In the latest policy brief from GOAP, "Financing Marine Protected Areas: From Basic Revenue Generation to Innovative Finance Solutions", experts outline why financing for MPAs is crucial to their success and make recommendations for MPA managers, national governments, financial institutions or donors and the international community interested in establishing, managing or supporting MPAs.
Building strong financial foundations
Successful implementation of innovative financing mechanisms depends heavily on demonstrated capacity for three main areas:
- Strategic Financial Planning: This starts with thorough cost-benefit analysis and developing diversified funding portfolios. Ocean accounting frameworks can strengthen this planning by standardising environmental, economic, and social data collection.
- Revenue Generation & Management: While core funding often comes from government and donors, successful MPAs increasingly generate their revenues through user fees, tourism concessions, and ecosystem service payments.
- Financial Administration & Governance: Professional financial management and transparent reporting systems are essential. Ocean accounts can support this by providing standardised frameworks for managing environmental and economic data.

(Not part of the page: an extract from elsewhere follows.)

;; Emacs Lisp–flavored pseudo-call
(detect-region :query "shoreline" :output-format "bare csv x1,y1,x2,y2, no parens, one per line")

Why a comprehensive approach to finance?
Let’s use the example of an MPA that has effectively implemented visitor fee systems and managed tourism concessions. This MPA is far better positioned to access impact investments or develop blue carbon projects because these foundational activities demonstrate financial management capability, create cash flow records, and build relationships with stakeholders - all critical elements for more complex financing solutions. A stepped approach - from basic visitor fees and concessions to more sophisticated instruments like blue bonds or carbon credits - offers a practical pathway to financial sustainability.
By diversifying funding sources and building strong financial management systems, MPAs can better withstand external shocks while maintaining their conservation objectives.
What’s next?
Several recommendations are suggested to advance MPA finance, including
- MPA Managers should prioritise basic revenue mechanisms and invest in financial management capacity. Systematic data collection guided by frameworks such as ocean accounting can help build compelling business cases for funding.
- National Governments need to create enabling policy frameworks and establish system-level financing mechanisms like national conservation trust funds.
- Financial Institutions and Donors can develop blended finance solutions and support capacity building alongside capital deployment.
- The International Community should strengthen knowledge sharing and develop standardised impact metrics, which ocean accounting frameworks can help provide.
As ocean conservation becomes increasingly urgent in the face of climate change and biodiversity loss, ensuring MPAs have access to sustainable financing has never been more critical. This brief provides practical guidance for MPA managers, policymakers, and financial institutions working to achieve this goal.